The strategy for improving machinery standards through users' feedback

Based on their experience and practical knowledge of the equipment, users constitute a precious source of information on the adaptability of the technical solutions provide by the manufacturer. Exchanges of information between manufacturers and users may help to improve the design of equipment, in particular by revealing certain unusual uses of machines by their operators.

This feedback also seems essential with regard to harmonized European standardisation aimed at ensuring that the proposed design specifications are geared to the working conditions in companies. Developing standards is a long process that often takes several years before their publication. As a result, some standards may mention solutions which have since been superseded by recent technological advances, even if these standards may be revised every five years. Moreover, some machines are still not covered by harmonized European standards; for standardisation bodies have not yet been able to tackle all the areas covered by the EU directive on machine design. This machinery directive envisages participation by machine users. However – as confirmed by the TUTB study on the application of this text in Germany, France, Italy and Finland – few workforce representatives influence this process in practice.

Nonetheless, we are convinced of the importance of the various players in the system exchanging information and experiences. Manufacturers and users have a different approach to their machines and also use a different language: while the former use a highly technical vocabulary and are bound by economic constraints and productivity, the latter have a practical approach to the matter - they may not be familiar with EU regulations, but they are aware of the difficulties involved in using the equipment. We will have to ask ourselves how we can facilitate the dialogue between these two actors.

Feedback in action

Following a data collecting project run in co-operation with the Swedish Union LO in 1997, the ETUI in 1998 commissioned SindNova, an Italian trade union institute, to develop a research project to involve workers and firms in assessing the effectiveness of technical standards on the safety of woodworking machinery. The project was carried out in 1999 in Tuscany, Italy, by Fabio Strambi and colleagues from the Siena Local Occupational Health & Safety Unit (USL). It aimed to introduce a participatory model in a specific high risk industrial environment, collecting input from machinery users and integrating it into a strategy for improving machinery technical standards. The outcomes were published under the title: Ergonomics and technical standards: users’ experiences and suggestions - Safety of woodworking machinery.

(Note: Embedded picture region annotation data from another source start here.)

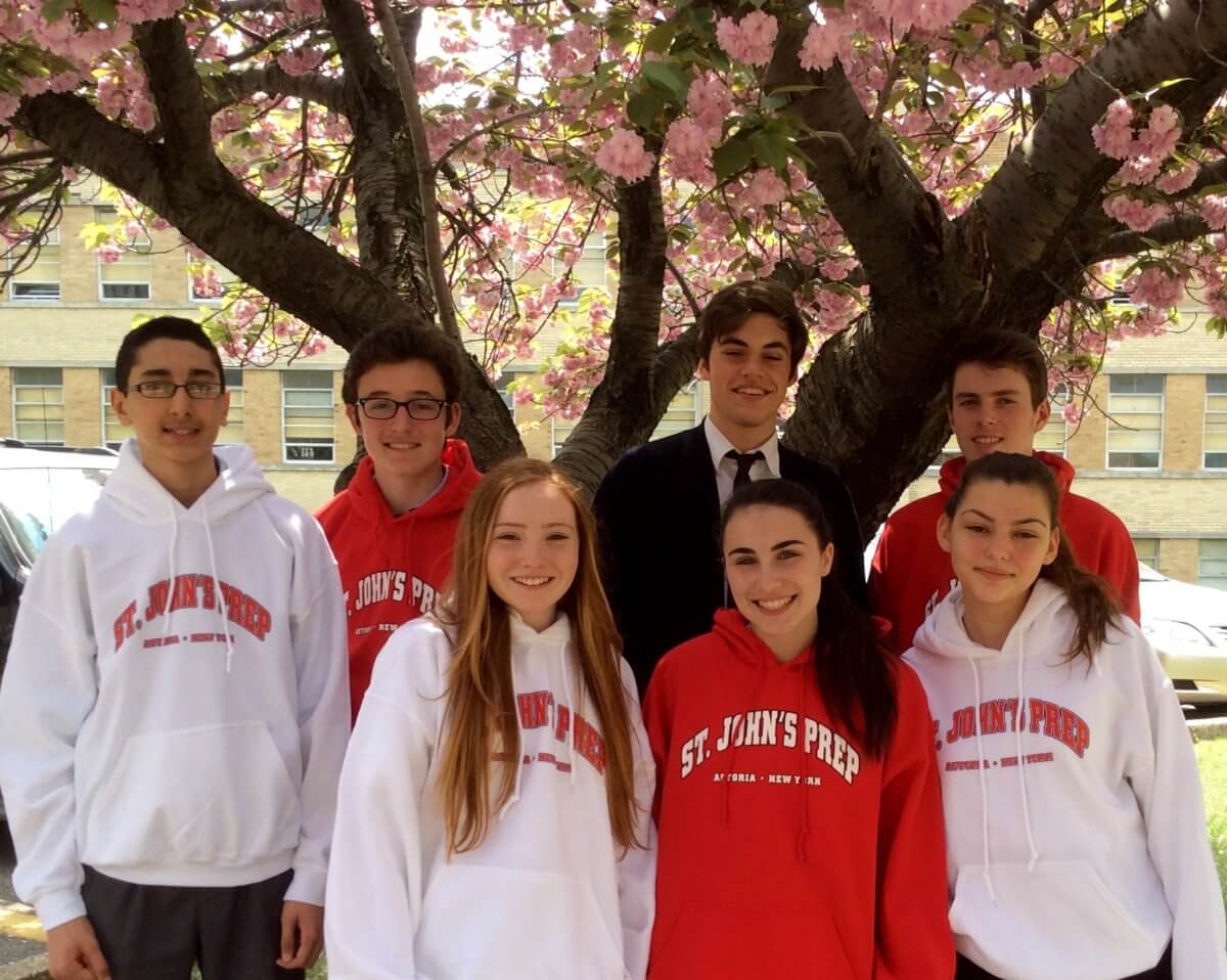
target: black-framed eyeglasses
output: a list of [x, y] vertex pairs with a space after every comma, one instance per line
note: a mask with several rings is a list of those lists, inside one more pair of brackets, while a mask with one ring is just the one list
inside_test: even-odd
[[420, 422], [429, 422], [443, 414], [447, 404], [445, 398], [410, 398], [407, 402], [398, 402], [395, 398], [377, 395], [374, 398], [358, 399], [358, 408], [362, 409], [362, 414], [377, 421], [395, 419], [396, 413], [405, 409], [410, 419], [416, 419]]
[[133, 386], [133, 391], [146, 398], [174, 398], [175, 393], [183, 388], [188, 398], [221, 398], [226, 391], [220, 381], [189, 381], [187, 384], [175, 384], [173, 381], [140, 381]]

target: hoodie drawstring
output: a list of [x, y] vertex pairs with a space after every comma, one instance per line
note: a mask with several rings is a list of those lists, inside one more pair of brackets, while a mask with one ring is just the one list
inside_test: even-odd
[[975, 754], [979, 758], [980, 772], [980, 840], [984, 846], [984, 887], [988, 889], [989, 901], [996, 905], [996, 892], [993, 889], [993, 858], [989, 855], [989, 777], [985, 772], [984, 732], [980, 725], [980, 671], [972, 657], [967, 658], [967, 666], [972, 668], [972, 679], [975, 684]]
[[234, 644], [229, 639], [229, 623], [226, 621], [226, 602], [222, 596], [222, 582], [217, 577], [217, 555], [213, 553], [213, 535], [209, 531], [209, 505], [201, 500], [200, 508], [204, 513], [205, 521], [205, 544], [209, 548], [209, 571], [213, 576], [213, 608], [217, 610], [217, 615], [222, 621], [222, 636], [226, 637], [226, 673], [229, 673], [231, 662], [234, 659]]
[[518, 732], [518, 748], [515, 750], [514, 758], [510, 761], [515, 765], [515, 784], [512, 786], [512, 795], [507, 797], [507, 802], [503, 803], [503, 808], [498, 812], [498, 819], [502, 820], [507, 812], [520, 802], [520, 777], [524, 775], [524, 725], [520, 721], [520, 707], [517, 700], [517, 691], [520, 685], [515, 680], [515, 651], [512, 651], [512, 710], [515, 712], [515, 731]]
[[[1039, 860], [1039, 850], [1036, 847], [1036, 836], [1031, 829], [1031, 801], [1027, 798], [1027, 756], [1022, 754], [1022, 709], [1026, 702], [1025, 689], [1022, 685], [1022, 664], [1027, 659], [1025, 653], [1018, 651], [1018, 707], [1015, 709], [1015, 745], [1018, 752], [1018, 788], [1022, 791], [1022, 823], [1027, 828], [1027, 847], [1031, 851], [1031, 860], [1027, 862], [1027, 873], [1029, 874], [1036, 868], [1036, 861]], [[1029, 717], [1029, 714], [1028, 714]]]

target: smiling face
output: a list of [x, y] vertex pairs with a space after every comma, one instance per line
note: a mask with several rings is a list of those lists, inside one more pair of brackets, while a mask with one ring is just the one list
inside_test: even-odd
[[1027, 377], [1014, 367], [973, 361], [955, 371], [946, 416], [969, 463], [995, 452], [1029, 456], [1048, 413], [1048, 402], [1031, 404]]
[[712, 421], [737, 448], [760, 446], [774, 431], [795, 379], [789, 355], [783, 324], [769, 313], [751, 313], [699, 361], [699, 377], [710, 382]]
[[[380, 364], [358, 378], [357, 397], [443, 400], [443, 378], [427, 361]], [[362, 436], [374, 463], [375, 483], [390, 504], [407, 495], [410, 500], [404, 502], [413, 505], [411, 497], [418, 490], [428, 494], [438, 485], [443, 443], [460, 425], [459, 405], [445, 405], [437, 419], [429, 420], [411, 419], [405, 406], [399, 406], [391, 419], [368, 419], [358, 405], [346, 405], [345, 414]]]
[[509, 490], [486, 554], [490, 588], [533, 629], [550, 626], [579, 567], [575, 508], [548, 480]]
[[179, 388], [171, 398], [148, 398], [136, 391], [146, 381], [222, 382], [215, 359], [187, 340], [158, 338], [136, 350], [128, 375], [128, 392], [110, 393], [110, 405], [120, 421], [133, 427], [141, 462], [163, 485], [182, 486], [199, 480], [205, 486], [216, 475], [213, 442], [226, 422], [229, 394], [190, 398]]
[[790, 507], [752, 505], [729, 518], [724, 567], [737, 609], [782, 659], [814, 642], [822, 578], [834, 559]]
[[978, 480], [953, 519], [939, 519], [937, 542], [950, 553], [968, 608], [1017, 615], [1039, 570], [1056, 558], [1059, 532], [1038, 486]]

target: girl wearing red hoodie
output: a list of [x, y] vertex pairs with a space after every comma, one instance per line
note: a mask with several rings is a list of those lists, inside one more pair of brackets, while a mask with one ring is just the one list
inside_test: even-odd
[[645, 701], [660, 831], [649, 980], [946, 980], [920, 683], [831, 575], [831, 528], [804, 488], [748, 485], [720, 534], [737, 608], [665, 655]]

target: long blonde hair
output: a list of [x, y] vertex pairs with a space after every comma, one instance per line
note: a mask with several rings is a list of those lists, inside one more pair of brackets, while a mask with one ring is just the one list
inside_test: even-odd
[[[620, 666], [622, 645], [596, 571], [595, 522], [575, 488], [552, 465], [540, 459], [510, 459], [487, 473], [469, 497], [456, 533], [452, 578], [436, 612], [455, 639], [444, 693], [447, 737], [439, 772], [449, 856], [471, 851], [485, 840], [491, 814], [510, 798], [521, 764], [508, 607], [490, 587], [486, 556], [503, 500], [512, 490], [534, 483], [556, 486], [575, 511], [579, 566], [558, 608], [571, 620], [573, 656], [605, 739], [614, 838], [622, 847], [639, 845], [631, 712]], [[498, 786], [491, 799], [490, 776], [496, 761]]]

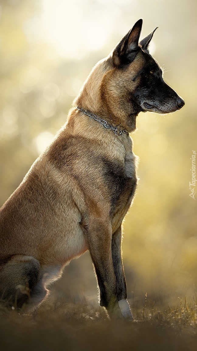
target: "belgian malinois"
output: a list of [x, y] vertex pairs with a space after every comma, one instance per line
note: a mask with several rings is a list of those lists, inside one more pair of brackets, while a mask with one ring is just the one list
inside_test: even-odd
[[[181, 108], [148, 46], [140, 19], [86, 81], [66, 125], [0, 210], [0, 296], [36, 308], [47, 286], [89, 250], [110, 318], [133, 319], [121, 224], [137, 183], [129, 133], [141, 111]], [[156, 28], [155, 28], [156, 29]]]

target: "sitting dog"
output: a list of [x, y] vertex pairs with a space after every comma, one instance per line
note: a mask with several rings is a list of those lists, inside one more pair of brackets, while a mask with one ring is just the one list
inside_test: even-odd
[[137, 183], [129, 133], [141, 111], [167, 113], [183, 100], [163, 80], [140, 19], [93, 69], [50, 145], [0, 212], [0, 297], [38, 306], [71, 260], [89, 250], [100, 305], [132, 320], [121, 225]]

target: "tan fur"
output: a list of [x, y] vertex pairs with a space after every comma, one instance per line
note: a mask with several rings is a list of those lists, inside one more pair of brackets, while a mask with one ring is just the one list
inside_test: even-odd
[[[66, 124], [0, 210], [0, 297], [10, 305], [36, 307], [66, 265], [89, 250], [101, 305], [111, 318], [133, 319], [121, 224], [137, 182], [128, 134], [139, 112], [134, 94], [147, 61], [152, 65], [138, 46], [142, 25], [96, 65]], [[127, 134], [116, 135], [77, 106]]]

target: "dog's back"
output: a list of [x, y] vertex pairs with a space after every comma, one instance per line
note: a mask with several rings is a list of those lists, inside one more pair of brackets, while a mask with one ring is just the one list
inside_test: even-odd
[[96, 65], [79, 107], [1, 209], [0, 296], [11, 305], [39, 305], [65, 265], [89, 250], [101, 305], [111, 317], [132, 319], [121, 249], [137, 182], [129, 133], [141, 111], [184, 104], [148, 53], [154, 32], [139, 45], [142, 25]]

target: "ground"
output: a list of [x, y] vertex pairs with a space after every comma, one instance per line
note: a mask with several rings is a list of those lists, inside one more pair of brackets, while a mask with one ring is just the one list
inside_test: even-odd
[[110, 321], [96, 303], [66, 301], [44, 303], [32, 315], [0, 310], [2, 351], [68, 350], [190, 351], [197, 349], [195, 304], [159, 309], [155, 305], [133, 309], [136, 321]]

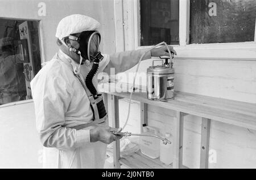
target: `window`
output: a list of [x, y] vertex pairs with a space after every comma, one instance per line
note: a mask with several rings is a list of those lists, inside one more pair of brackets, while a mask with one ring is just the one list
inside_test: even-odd
[[39, 22], [0, 18], [0, 105], [32, 98], [41, 68]]
[[189, 43], [254, 41], [255, 0], [190, 0]]
[[141, 45], [179, 44], [179, 0], [141, 0]]

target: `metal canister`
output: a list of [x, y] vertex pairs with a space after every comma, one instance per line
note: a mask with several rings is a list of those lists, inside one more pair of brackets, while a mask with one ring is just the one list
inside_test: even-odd
[[[154, 65], [162, 61], [162, 65]], [[170, 65], [171, 64], [171, 65]], [[168, 101], [174, 98], [174, 69], [172, 63], [166, 60], [153, 61], [152, 66], [147, 70], [147, 98], [155, 101]]]

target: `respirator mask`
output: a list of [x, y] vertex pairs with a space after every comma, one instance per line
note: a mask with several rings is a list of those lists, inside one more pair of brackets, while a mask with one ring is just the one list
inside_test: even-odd
[[[71, 47], [69, 50], [75, 52], [80, 55], [80, 63], [78, 71], [75, 74], [79, 72], [79, 67], [82, 63], [82, 60], [88, 60], [93, 62], [93, 65], [90, 71], [85, 78], [85, 85], [90, 92], [89, 100], [94, 119], [99, 119], [104, 118], [106, 115], [103, 97], [101, 94], [98, 94], [96, 88], [92, 83], [92, 79], [98, 70], [100, 62], [103, 59], [104, 57], [100, 52], [100, 42], [101, 35], [98, 31], [84, 31], [79, 37], [72, 35], [69, 36], [69, 39], [77, 41], [79, 42], [78, 49]], [[82, 59], [82, 60], [81, 60]]]
[[[79, 37], [71, 35], [68, 36], [68, 38], [76, 41], [79, 43], [79, 49], [75, 48], [73, 46], [69, 47], [69, 51], [76, 53], [80, 57], [78, 69], [74, 71], [75, 74], [79, 72], [82, 61], [87, 60], [90, 63], [92, 62], [99, 63], [103, 59], [104, 57], [100, 52], [101, 35], [98, 31], [84, 31], [81, 33]], [[67, 46], [63, 40], [61, 41], [63, 44]]]

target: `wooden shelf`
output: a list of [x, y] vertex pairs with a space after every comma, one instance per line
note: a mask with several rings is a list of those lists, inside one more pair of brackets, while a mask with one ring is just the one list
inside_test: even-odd
[[[130, 93], [110, 92], [108, 91], [103, 91], [103, 92], [108, 94], [110, 125], [119, 128], [118, 100], [120, 98], [129, 98]], [[179, 92], [175, 92], [174, 100], [168, 101], [150, 100], [147, 98], [146, 93], [143, 92], [134, 92], [132, 100], [141, 102], [141, 126], [147, 122], [147, 105], [175, 112], [173, 125], [174, 162], [172, 165], [167, 166], [159, 159], [152, 160], [139, 151], [127, 158], [120, 158], [119, 142], [117, 141], [114, 143], [113, 149], [115, 168], [119, 168], [120, 164], [131, 168], [187, 168], [183, 165], [183, 153], [184, 117], [188, 114], [198, 116], [202, 119], [200, 168], [208, 168], [211, 121], [217, 121], [256, 130], [256, 104]]]
[[121, 164], [132, 169], [172, 169], [172, 165], [166, 165], [159, 158], [152, 159], [143, 155], [141, 151], [126, 158], [119, 160]]
[[[130, 93], [105, 92], [123, 98], [130, 97]], [[146, 93], [134, 93], [132, 99], [159, 107], [256, 130], [255, 104], [183, 92], [176, 92], [174, 100], [166, 102], [150, 100], [147, 98]]]

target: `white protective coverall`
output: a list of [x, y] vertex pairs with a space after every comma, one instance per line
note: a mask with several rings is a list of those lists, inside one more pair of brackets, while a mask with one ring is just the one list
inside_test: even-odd
[[[147, 50], [105, 55], [97, 73], [109, 74], [113, 67], [115, 73], [123, 72], [134, 66]], [[150, 58], [148, 52], [144, 59]], [[89, 129], [94, 127], [72, 128], [90, 122], [93, 117], [86, 92], [73, 73], [78, 66], [60, 50], [31, 83], [36, 128], [44, 146], [44, 168], [104, 168], [106, 144], [90, 142]], [[91, 67], [89, 63], [80, 67], [84, 78]], [[93, 82], [97, 88], [97, 74]]]

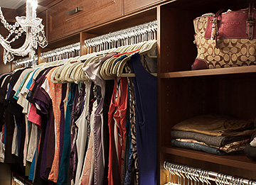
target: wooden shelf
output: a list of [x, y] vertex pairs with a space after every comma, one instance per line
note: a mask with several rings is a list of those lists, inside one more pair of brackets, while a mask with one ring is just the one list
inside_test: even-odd
[[187, 158], [213, 162], [231, 167], [255, 170], [256, 162], [248, 159], [245, 155], [219, 156], [203, 152], [172, 147], [162, 147], [161, 152]]
[[213, 69], [202, 69], [195, 71], [183, 71], [164, 72], [159, 74], [161, 79], [165, 78], [181, 78], [189, 77], [201, 77], [211, 75], [225, 75], [236, 74], [247, 74], [256, 72], [256, 66], [234, 67], [228, 68], [220, 68]]

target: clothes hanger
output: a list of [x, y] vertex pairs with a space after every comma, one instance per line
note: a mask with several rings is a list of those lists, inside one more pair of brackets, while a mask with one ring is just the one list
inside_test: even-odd
[[[150, 40], [148, 42], [145, 42], [144, 43], [143, 43], [142, 45], [139, 45], [140, 50], [138, 51], [138, 52], [142, 55], [147, 55], [148, 53], [149, 53], [151, 51], [152, 51], [154, 49], [155, 49], [157, 45], [157, 43], [156, 40]], [[133, 54], [133, 53], [132, 53]], [[130, 55], [130, 56], [131, 56]], [[134, 74], [123, 74], [123, 70], [124, 70], [124, 67], [127, 63], [127, 62], [130, 60], [130, 56], [129, 56], [128, 57], [124, 59], [122, 61], [121, 61], [118, 65], [118, 69], [117, 71], [117, 77], [135, 77]], [[150, 55], [149, 55], [150, 56]], [[156, 73], [152, 73], [151, 74], [154, 76], [156, 76]]]

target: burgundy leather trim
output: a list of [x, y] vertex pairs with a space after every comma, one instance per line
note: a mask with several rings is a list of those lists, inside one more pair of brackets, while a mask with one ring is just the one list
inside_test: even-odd
[[[248, 38], [247, 34], [247, 13], [243, 12], [226, 13], [220, 16], [218, 38]], [[253, 13], [256, 17], [256, 13]], [[205, 38], [210, 39], [214, 16], [210, 16], [208, 20]], [[252, 38], [256, 38], [256, 29], [252, 30]]]
[[248, 9], [248, 18], [246, 21], [247, 23], [247, 34], [248, 35], [249, 40], [252, 40], [253, 38], [253, 28], [255, 25], [255, 19], [253, 18], [253, 3], [250, 4]]

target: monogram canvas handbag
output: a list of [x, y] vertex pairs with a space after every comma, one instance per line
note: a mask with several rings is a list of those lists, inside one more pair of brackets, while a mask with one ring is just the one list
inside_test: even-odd
[[256, 65], [256, 10], [208, 13], [193, 20], [198, 55], [192, 69]]

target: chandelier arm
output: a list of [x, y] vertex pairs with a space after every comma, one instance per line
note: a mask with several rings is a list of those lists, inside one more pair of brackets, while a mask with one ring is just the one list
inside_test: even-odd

In 2003 the Bilbao Agency awarded the "Feedback Methodology" in the context of the SME Funding Scheme 2003-2004, when Italy (Regione Toscana) and Germany (GrolaBG) decided to apply this methodology to forklift trucks (FLTs). This project was carried out in 29 SMEs where a total of 192 forklift trucks were used.

The project outcomes were then used to develop a wider European project across five member states, centred on FLTs covered by the harmonized standard EN 1726-1:1999 Safety of industrial trucks - Self-propelled trucks up to and including 10 000 kg capacity and industrial tractors with a drawbar pull up to and including 20 000 N - Part 1: General requirements.